Predicted: Is there anything ? <eos>
Correct  :  is there anything i should know ?
===== [6] ======
Input    :  yo solo queria otra oportunidad.
Predicted: I knew him to read . <eos>
Correct  :  i just wanted another chance.
===== [7] ======
Input    :  ¿ que hay de nosotros ?
Predicted: What is happening ? <eos>
Correct  :  what about us ?
===== [8] ======
Input    :  todos querian que lo hiciera.
Predicted: We should consider pause . <eos>
Correct  :  everybody wanted me to do it.
===== [9] ======
Input    :  ¿ quien es ?
Predicted: Who is that ? <eos>
Correct  :  who is that ?
===== [10] ======
Input    :  ¿ tu no tienes calor ?
Predicted: Aren't your friend ? <eos>
Correct  :  aren't you hot ?

Other examples:

===== [1] ======
Input    :  su voz suena muy bello.
Predicted: Your nose is a cup . <eos>
Correct  :  her voice sounds very beautiful.
===== [2] ======
Input    :  no nos gusta la lluvia.
Predicted: You don't know the truth . <eos>
Correct  :  we don't like rain.
===== [3] ======
Input    :  nos gusta la lluvia.
Predicted: We all the rules . <eos>
Correct  :  we like rain.

Info

This code contains the checkpoint function that preserves the training progress.

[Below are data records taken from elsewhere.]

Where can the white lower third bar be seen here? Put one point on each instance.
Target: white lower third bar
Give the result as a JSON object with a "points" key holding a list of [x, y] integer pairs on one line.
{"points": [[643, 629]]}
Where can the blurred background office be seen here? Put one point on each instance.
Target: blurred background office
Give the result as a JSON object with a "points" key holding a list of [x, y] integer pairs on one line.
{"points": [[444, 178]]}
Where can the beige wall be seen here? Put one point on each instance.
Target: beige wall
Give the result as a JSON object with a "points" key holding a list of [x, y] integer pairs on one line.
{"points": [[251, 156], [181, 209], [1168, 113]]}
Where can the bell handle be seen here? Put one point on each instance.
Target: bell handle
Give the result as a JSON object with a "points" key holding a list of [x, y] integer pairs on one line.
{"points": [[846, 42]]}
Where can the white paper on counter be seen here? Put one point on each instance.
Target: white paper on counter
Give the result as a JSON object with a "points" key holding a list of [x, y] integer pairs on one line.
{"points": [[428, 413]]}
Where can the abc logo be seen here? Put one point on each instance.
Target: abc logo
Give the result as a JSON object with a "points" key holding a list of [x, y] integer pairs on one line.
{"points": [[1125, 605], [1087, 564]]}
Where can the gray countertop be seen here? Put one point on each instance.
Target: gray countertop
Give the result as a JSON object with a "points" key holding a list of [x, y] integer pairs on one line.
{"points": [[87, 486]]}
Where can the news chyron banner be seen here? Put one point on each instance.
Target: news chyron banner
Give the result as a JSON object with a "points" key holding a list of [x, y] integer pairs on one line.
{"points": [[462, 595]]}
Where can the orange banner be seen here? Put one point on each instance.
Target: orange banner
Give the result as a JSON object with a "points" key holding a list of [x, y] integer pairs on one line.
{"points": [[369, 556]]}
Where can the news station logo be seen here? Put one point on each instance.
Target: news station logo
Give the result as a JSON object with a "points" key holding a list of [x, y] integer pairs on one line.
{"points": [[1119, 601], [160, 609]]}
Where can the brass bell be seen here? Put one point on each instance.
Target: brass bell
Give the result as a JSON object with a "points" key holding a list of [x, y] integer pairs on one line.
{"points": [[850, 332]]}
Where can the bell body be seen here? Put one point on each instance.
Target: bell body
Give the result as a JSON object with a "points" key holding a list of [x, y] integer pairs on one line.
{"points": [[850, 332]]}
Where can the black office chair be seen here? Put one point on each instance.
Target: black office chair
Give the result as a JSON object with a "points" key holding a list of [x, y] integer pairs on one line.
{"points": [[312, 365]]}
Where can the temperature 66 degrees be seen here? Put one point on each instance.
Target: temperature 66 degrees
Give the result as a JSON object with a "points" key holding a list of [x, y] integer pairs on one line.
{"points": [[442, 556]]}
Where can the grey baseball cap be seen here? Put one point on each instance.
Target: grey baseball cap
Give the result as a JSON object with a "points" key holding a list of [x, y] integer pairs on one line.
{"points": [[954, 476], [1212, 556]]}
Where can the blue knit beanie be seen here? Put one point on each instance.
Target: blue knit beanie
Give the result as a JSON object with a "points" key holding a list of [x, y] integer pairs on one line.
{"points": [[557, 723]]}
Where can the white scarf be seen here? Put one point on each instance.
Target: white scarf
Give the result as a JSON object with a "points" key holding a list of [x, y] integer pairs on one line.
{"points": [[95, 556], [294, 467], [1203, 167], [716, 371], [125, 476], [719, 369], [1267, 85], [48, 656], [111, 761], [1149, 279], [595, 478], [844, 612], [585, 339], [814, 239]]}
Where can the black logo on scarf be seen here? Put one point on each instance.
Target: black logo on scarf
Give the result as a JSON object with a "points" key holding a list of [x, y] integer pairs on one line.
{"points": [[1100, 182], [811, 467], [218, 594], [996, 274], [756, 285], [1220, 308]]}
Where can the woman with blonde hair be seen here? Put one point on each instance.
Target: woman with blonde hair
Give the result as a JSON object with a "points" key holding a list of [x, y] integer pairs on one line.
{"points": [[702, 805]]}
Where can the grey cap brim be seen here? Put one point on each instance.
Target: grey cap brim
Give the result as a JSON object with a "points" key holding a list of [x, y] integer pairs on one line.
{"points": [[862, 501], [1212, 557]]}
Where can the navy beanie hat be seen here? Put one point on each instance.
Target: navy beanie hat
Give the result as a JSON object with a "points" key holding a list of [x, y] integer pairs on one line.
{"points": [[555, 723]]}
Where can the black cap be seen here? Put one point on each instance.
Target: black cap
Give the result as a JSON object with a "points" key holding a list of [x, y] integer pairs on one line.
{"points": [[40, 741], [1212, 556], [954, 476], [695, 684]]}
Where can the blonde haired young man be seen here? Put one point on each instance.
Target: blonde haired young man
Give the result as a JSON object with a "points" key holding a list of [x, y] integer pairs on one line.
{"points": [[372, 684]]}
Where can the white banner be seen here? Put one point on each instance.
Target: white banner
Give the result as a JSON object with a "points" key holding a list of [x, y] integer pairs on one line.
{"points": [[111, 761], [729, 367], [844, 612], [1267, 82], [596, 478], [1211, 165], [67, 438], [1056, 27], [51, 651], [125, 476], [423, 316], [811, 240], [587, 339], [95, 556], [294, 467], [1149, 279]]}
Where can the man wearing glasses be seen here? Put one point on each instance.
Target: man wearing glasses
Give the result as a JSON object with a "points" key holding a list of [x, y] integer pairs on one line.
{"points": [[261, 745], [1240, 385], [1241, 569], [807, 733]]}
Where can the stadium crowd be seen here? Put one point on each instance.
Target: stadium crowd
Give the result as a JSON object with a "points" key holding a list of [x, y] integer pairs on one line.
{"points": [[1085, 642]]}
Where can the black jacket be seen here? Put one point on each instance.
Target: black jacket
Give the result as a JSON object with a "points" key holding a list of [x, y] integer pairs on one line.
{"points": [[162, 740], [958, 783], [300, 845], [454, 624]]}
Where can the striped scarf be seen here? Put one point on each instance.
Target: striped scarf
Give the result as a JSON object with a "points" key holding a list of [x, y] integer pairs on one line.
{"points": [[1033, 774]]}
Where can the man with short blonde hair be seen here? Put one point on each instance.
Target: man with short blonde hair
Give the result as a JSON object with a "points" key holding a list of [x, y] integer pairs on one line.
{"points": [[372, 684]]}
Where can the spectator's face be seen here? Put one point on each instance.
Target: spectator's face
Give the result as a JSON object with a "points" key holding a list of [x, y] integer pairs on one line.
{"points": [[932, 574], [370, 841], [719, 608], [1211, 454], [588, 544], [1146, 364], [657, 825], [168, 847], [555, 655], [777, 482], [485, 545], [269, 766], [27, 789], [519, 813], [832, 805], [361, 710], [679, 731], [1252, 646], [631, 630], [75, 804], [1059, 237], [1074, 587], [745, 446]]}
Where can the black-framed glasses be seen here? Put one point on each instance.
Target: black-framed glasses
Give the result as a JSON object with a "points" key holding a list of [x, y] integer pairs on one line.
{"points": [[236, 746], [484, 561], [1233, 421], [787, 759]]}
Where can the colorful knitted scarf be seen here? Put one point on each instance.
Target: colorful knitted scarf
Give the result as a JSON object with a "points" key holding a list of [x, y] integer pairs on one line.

Hence, once trained, the task can be executed without retraining by setting the parameter $\text{n_epochs}$ to $0$, or simply passing $0$ when executing the Python code, as shown below:

$ python seq2seq-tf.py 0

While the model makes some attempts to translate sentences, the results are not yet accurate. This is partly due to the limitations of greedy search, a simple decoding strategy used here. From today’s perspective, this mechanism is overly simplistic and requires further development.

In the next chapter, we will explore the attention mechanism, a key technique in modern AI that can significantly improve translation accuracy. Following that, Part 4 will delve into Transformer models.